The proper method of treatment would have been to stabilise the patient by rehydration and antibiotics followed by an air enema or surgery.

He said Sebastian's condition "was not identified and he did not have sufficient timely transfer to a hospital to enable either course of care to be adopted."

He noted how Dr Kufeji identified "three particular red flags" which would indicate that a child was seriously unwell: green vomit, cold hands and feet and confusion and restlessness.

Mr Arrow said that on the balance of probabilities all the red flags had been passed onto NHS 111 but the information had not been passed onto a medical clinician and it "did not provoke the activation of urgent assistance until a point at which the possibility of receiving life-saving treatment was rapidly diminishing.

"At the point Sebastian suffered a cardiac arrest the possibility of a resuscitation was extremely remote.”

Mr Arrow said that expert witness, Dr Andrew Leach, recommended that arrangements should be put in hand that "should an individual seek advice on three occasions in relation to an individual patient with an ongoing complaint, the concern should be reviewed by an appropriate clinician at the third time of contact.”

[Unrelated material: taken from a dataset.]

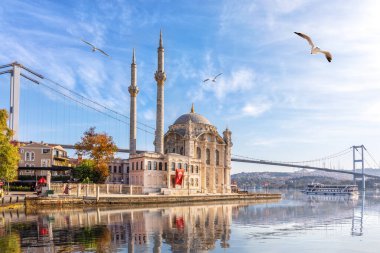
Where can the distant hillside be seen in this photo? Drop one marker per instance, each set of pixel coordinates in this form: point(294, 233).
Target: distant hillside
point(297, 179)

He also noted how Dr Dorothy Kufeji had explained that at her hospital trust a second telephone call from a concerned parent of an unwell child "escalated the attention given to the query.”

Recording narrative verdict he said: "On the balance of probability there were several missed opportunities for Sebastian to receive life-saving treatment. In particular it is more likely than not that, had his condition been recognised and he had received treatment at 8.44am, his life might have been preserved.

"By the time the seriousness of his condition was recognised at 1.54pm it was less likely that this could happen."